Thru-hikers who make advance reservations online must call the WIC to activate their permit by 11am the first day of the reserved itinerary, or the sites will be released to others. If thru-hikers will arrive in North Cascades National Park a little off schedule, park rangers at the WIC can assist them in making the necessary changes to their permit.
Olympic National Park
In response to the COVID-19 pandemic, Olympic National Park has also made several changes to the Wilderness Camping Permits system for the 2021 season.
Olympic National Park will not offer walk-up permits in 2021. Their reservation system will be 100% online.
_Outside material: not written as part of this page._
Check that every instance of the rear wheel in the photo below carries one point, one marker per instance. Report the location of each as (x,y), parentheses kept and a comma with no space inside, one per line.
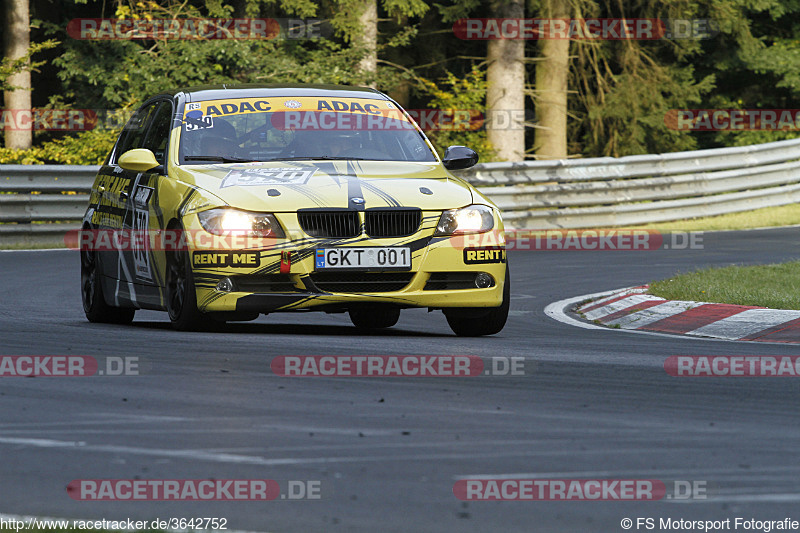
(374,318)
(475,321)
(182,296)
(94,304)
Reservations can be made up to 6 months in advance.
All WIC locations are closed to the public, but WIC staff will be available to answer telephone calls and assist with permit questions/issues. The WIC will also provide bear canister rentals this season.
Accommodations for PNT thru-hikers
WIC staff will be available to answer telephone calls and assist thru-hikers with permit issues. Westbound thru-hikers that expect to arrive in the park a little off of the schedule specified on their advance permit can get assistance by calling the WIC at (360) 565-3100.
PNT hikers should note that there is a 16 miles-per-day limit on advance reservation applications. Higher mileage permits may be granted by calling WIC staff.
The PNTA asks that you always show respect for park staff and this special courtesy by calling no later than one hour before closing. Keep in mind that ranger stations can be extremely busy during peak season. Before calling, have an itinerary ready and other resources on hand to help plan your trip, like a backcountry trip planning map that shows backcountry campsites. Be aware that your first choice may already be reserved. Be prepared with a back-up itinerary with alternate sites and dates, just in case.
Directions and Transportation
Visiting the PNT on the Olympic Peninsula can involve traveling great distances to remote trailheads. For those traveling without personal transportation, it can be challenging to get around. You can learn more about the public transit and private shuttle services available on the Olympic Peninsula on our blog.
Temporary Trail and Area Closures
Visitors should be aware that two areas in Olympic National Park along the Pacific Northwest Trail are currently closed to the general public.
The coastal area of Olympic National Park at La Push (Second Beach and Third Beach) and Shi Shi Beach remain closed until further notice. These area closures include the parking lots, trails, and beaches. PNT hikers can bypass these closures by following along La Push and Mora Roads (Stage 49A).
Know Before You Go
PNT hikers should arrive prepared to follow park rules for food storage. Some areas along the Pacific Northwest Trail in Olympic National Park require a hard-sided bear canister. This season, bear canisters can be rented from the WIC in Port Angeles and from private businesses in Forks, Washington.
Visitors to the Wilderness Coast section of the PNT may also need to be prepared for the hazards of coastal travel and to plan their trip around the tides.
In Section 10, the PNT crosses 15 headlands that require low tides for passage. Other headlands along the coast can never be rounded safely. In these situations, the PNT leaves the beach and climbs steep trails over land. Careful planning is needed to take advantage of the low tide and to safely traverse the PNT along the Pacific Coast.